Going back a bit further in time, about a year earlier, is an email regarding internet connectivity in Cambridge. I vaguely remember this - I had just arrived at the IoA at the time and was probably making rather a nuisance of myself, having come back from Canada where the internet was already a thing.
I can't remember exactly when we started playing with the web proper, but it would have been some time about Easter 1992. As the above email indicates, 1991 saw the department having the staggering bandwidth of 64k/s, and I think it would have taken the promised network upgrade for us to start advertising our site.
Graphical browsers came quite late - people might think of Mosaic (which you can still run if you like), but to start with we just had the CERN line mode browser, and things like Viola. Around this time there were other graphical browsers - there was one in the Andrew system, as I recall, and chimera was aimed at the lightweight end of the scale.

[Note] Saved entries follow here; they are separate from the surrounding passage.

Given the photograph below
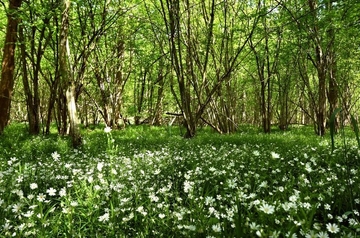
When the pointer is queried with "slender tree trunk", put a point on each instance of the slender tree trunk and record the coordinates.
(67, 77)
(32, 107)
(8, 64)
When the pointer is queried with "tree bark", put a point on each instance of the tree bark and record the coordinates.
(8, 64)
(67, 77)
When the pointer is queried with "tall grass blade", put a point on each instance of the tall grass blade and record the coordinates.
(332, 127)
(354, 123)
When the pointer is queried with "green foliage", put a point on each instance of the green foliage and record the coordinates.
(147, 182)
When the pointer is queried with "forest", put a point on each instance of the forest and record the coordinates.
(179, 118)
(215, 63)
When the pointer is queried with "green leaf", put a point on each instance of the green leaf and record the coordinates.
(332, 127)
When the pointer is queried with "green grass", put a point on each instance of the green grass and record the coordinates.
(150, 182)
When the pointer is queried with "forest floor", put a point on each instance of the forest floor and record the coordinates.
(150, 182)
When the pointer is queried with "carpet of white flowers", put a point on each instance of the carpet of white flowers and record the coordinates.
(183, 189)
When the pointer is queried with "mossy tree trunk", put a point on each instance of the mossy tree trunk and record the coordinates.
(8, 63)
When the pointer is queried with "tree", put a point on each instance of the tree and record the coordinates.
(8, 63)
(67, 76)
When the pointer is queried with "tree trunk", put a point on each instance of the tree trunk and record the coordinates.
(31, 102)
(67, 77)
(8, 64)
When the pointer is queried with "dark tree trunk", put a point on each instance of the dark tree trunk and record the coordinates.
(8, 64)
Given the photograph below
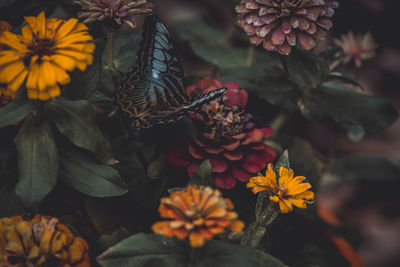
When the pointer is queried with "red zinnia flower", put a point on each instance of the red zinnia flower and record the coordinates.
(227, 136)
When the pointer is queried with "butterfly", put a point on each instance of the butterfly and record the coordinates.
(154, 91)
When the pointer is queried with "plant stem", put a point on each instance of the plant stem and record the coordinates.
(250, 56)
(110, 48)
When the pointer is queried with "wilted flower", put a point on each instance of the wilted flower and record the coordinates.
(228, 136)
(43, 53)
(281, 24)
(42, 241)
(118, 10)
(197, 213)
(357, 47)
(287, 192)
(4, 26)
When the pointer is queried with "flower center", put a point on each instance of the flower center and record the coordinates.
(40, 47)
(287, 7)
(222, 120)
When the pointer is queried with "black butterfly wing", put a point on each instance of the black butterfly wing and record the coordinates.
(154, 91)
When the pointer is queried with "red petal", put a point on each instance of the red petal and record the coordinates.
(257, 146)
(218, 165)
(231, 85)
(214, 151)
(224, 180)
(256, 135)
(267, 131)
(239, 136)
(195, 152)
(231, 155)
(240, 174)
(232, 146)
(178, 157)
(193, 168)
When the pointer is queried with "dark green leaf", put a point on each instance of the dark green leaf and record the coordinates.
(304, 161)
(365, 167)
(88, 176)
(155, 250)
(333, 55)
(305, 68)
(83, 83)
(37, 161)
(270, 84)
(76, 120)
(203, 175)
(352, 110)
(17, 109)
(332, 76)
(212, 45)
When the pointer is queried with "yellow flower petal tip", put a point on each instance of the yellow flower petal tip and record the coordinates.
(42, 54)
(288, 191)
(198, 213)
(41, 241)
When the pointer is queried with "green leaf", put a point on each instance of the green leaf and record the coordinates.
(156, 250)
(89, 177)
(332, 76)
(76, 120)
(352, 110)
(333, 55)
(305, 68)
(37, 161)
(203, 175)
(17, 109)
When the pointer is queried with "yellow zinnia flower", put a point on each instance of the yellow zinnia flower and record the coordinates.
(43, 53)
(287, 192)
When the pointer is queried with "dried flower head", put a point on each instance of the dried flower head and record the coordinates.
(287, 192)
(281, 24)
(43, 53)
(198, 213)
(42, 241)
(121, 11)
(228, 136)
(357, 47)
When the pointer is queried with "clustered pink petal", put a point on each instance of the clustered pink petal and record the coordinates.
(281, 24)
(227, 136)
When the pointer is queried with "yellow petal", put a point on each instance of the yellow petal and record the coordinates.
(298, 203)
(64, 62)
(54, 91)
(308, 195)
(49, 73)
(44, 96)
(66, 28)
(297, 189)
(17, 82)
(61, 75)
(32, 81)
(285, 206)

Initially we ran the CERN web server, but it was awful - it burnt seconds of cpu time to deliver every page, and as soon as the NCSA server came out we switched to that, and the old Sun 630MP that hosted all this was much the happier for it. (That was the machine called cast0 in the above email - the name there got burnt into the site URL, it took a while for people to get used to the idea of adding functional aliases to DNS.)
With the range of new tools becoming available, it wasn't entirely obvious which technologies would survive and prosper.
With my academic background I was initially very much against the completely unstructured web, preferring properly structured and indexed technologies. In fact, one of the things I remember saying at the time, as the number of sites started to grow, was "How on earth are people going to be able to find stuff?". Hm. Missed business opportunity there!
Although I have to say that even with search engines, actually finding stuff on the web now is a total lottery - Google have made a lot of money along the way, though. One thing I miss, again from the early days of the web (although we're talking later in the 90s now) is the presence of properly curated and well maintained indices of web content.
Another concern I had about the web was that, basically, any idiot could create a web page, leading to most of the content being complete and utter garbage (both in terms of what it contained and how it was coded). I think I got the results of that one dead right, but it failed to account for the huge growth that the democratization of the web allowed.
After a couple of years the web was starting to emerge as a clear front runner. OK, there were only a couple of thousand sites in total at this point (I think that up to the first thousand or so I had visited every single one), and the concept was only just starting to become known to the wider public.
One of the last things I did at the IoA, when I left in May 1994, was to set up all the computers in the building running Mosaic, with it looping through all the pages on a local website showcasing some glorious astronomical images, all for the departmental open day. This was probably the first time many of the visitors had come across the web, and the Wow factor was incredible.